After mastering the basic torus, we explored a number
of variations. Above is one which incorporates twist as one moves
from ring to ring.
Above is a similar one but more intricate.
Surprisingly, this is also a hollow torus. Just
a minor variation of the first design produces this intricate
flower-like form. Imagine coloring the vertices black and white
like a checkerboard, then increase the radius of all the white ones and
decrease the radius of the black ones.
In this project, a random maze is generated and used
to texture the torus surface. There is a unique path from start
to finish which one can follow with a tiny ball bearing.
In this project the turbine-like form is a fancy torus.
It is free to rotate about a shaft attached to a base.
A number of projects were geometric forms. This
is a modification of a truncated rhombicuboctahedron, designed to look
like a flying object.
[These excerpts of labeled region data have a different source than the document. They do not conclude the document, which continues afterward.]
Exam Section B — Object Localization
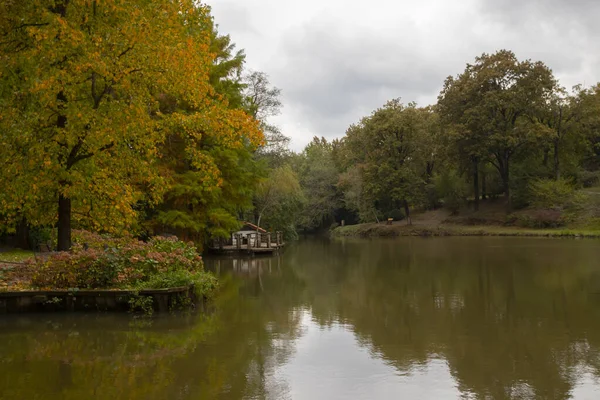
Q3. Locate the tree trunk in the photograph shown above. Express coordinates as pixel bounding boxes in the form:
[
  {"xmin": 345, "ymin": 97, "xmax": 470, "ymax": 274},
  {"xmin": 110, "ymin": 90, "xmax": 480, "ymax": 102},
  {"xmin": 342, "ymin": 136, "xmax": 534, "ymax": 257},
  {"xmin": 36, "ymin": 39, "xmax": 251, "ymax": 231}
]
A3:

While not the original intent, this was a
pleasing serendipitous result.
Here is an indented polyhedral form. Adjusting
the software sliders moves vertices radially and over the surface while
always maintaining icosahedral symmetry. The green model was made in
ABS plastic on an FDM machine. (Thank you to Imin Kao for access to the
FDM machine and to Juan Carlos for operating it and giving a class
tour.)
Another icosahedral object generator---with
somewhat different
triangulation and parameters---produces this spiky object.
Here are four separate equilateral triangles with every pair
linked.
Try making this from twelve soda straws and some string!
Three-dimensional fractals are natural for this sort
of class. Here is a well known one, the Menger Sponge (in a low-order
approximation).
Above is a fractal binary tree. There are ten
levels of branching, so it has 1024 terminal leaves. Notice that
every branch at every level is similar, just translated, rotated, and
scaled.
Inspired by a leaf, trigonometric functions determine
the undulations and the edge shape of this surface.
This flower illustrates phylotaxis. Note the various spirals, like
sunflower seeds.
Another nature-inspired design: an elegant model of a hollow spiral
shell.
Although inspired by a snowflake, this project is
more like six pine cones attached to the six sides of a small inner
cube. (Actually two of the arms broke off during fabrication, so
they are glued back on for this photo.)
This project makes "cookies" from 2D images.
Different levels of
image intensity get mapped to different thicknesses, and software
sliders control filtering, thresholding, smoothing, etc. So from any
image file one can create a 3D relief extrusion.